Sydney Airbnb Market
Melbourne Airbnb Market
Vacancy rates in both Sydney and Melbourne continue to decline. In December 2019 vacancy rates for Sydney and Melbourne were 3.6% and 2.5% respectively, and in February 2020 they were 2.9% and 1.9% respectively. These figures are both under the Real Estate Institute of Australia’s healthy benchmark of 3.0% and a declining trend suggests healthier rental demand.
Presently, data shows that investor confidence in capital cities should not waver as there is a healthier vacancy rate in both Sydney and Melbourne. Despite the decline in unique listings in the short-term rental market; which may suggest the property has been added to the long-term market instead; there does not appear to be any severe effects on the long-term market.
Property Investment – Tourist / Holiday Destinations
Due to tourists delaying or cancelling holiday plans, the short-term rental market in ‘tourist-heavy’ areas may be impacted. Areas such as: Gold Coast, Sunshine Coast, Bondi Beach, Byron Bay, and Whitsundays/Airlie Beach.
As Airbnb data is not available for these areas, PRD has assessed the long-term rental market for unprecedented changes. The following was found:
1. The trend of ‘total number of properties rented’ in all tourist-heavy areas has remained unchanged. There was an increase in the number of properties in the long-term rental market between December 2018 – February 2019, which was repeated in December 2019 – February 2020. For example, in Byron Bay the number of rentals in the long-term market increased from 26 to 68 between December 2018 – February 2019, and also increased between December 2019 – February 2020, from 32 to 58.

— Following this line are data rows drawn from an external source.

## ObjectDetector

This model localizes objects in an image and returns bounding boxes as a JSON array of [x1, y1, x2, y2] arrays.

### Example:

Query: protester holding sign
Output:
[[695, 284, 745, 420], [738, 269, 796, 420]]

2. By comparing the December 2018 – February 2019 and December 2019 – February 2020 patterns, we see there hasn’t been a significant increase in the long-term market. In fact, the number of rentals in the long-term market has decreased. For example, in the Whitsundays the number of rentals on the long-term market increased from 58 to 112 between December 2018 – February 2019, which is almost double the increase; but only an increase of 47.5% (from 59 to 87 between December 2019 – February 2020).
3. Vacancy rates in all tourist-focused areas have remained consistent between December 2018 – February 2019 and December 2019 – February 2020. For example, vacancy rates in Bondi Beach tend to decline between December 2018 – February 2019 from 2.7% to 2.6%. This pattern is repeated between December 2019 – February 2020, declining from 2.5% to 2.1%.
4. February 2020 vacancy rates in all tourist-focused areas are classified as ‘healthy’, under the Real Estate Institute Australia’s benchmark of 3.0%. In fact, for some areas such as Sunshine Coast and Whitsundays it is at a much healthier rate.
Overall, the long-term rental market in tourist destinations is not showing an unprecedented increase that would put pressure on vacancy rates. There is evidence of a slowdown in the number of rental properties being added to the market, in comparison to December 2018 – February 2019, which is reflective of the current COVID-19 induced conditions. On a positive note, this also means there is no added pressure to the long-term rental market, and given healthy vacancy rates conditions this should build investor confidence.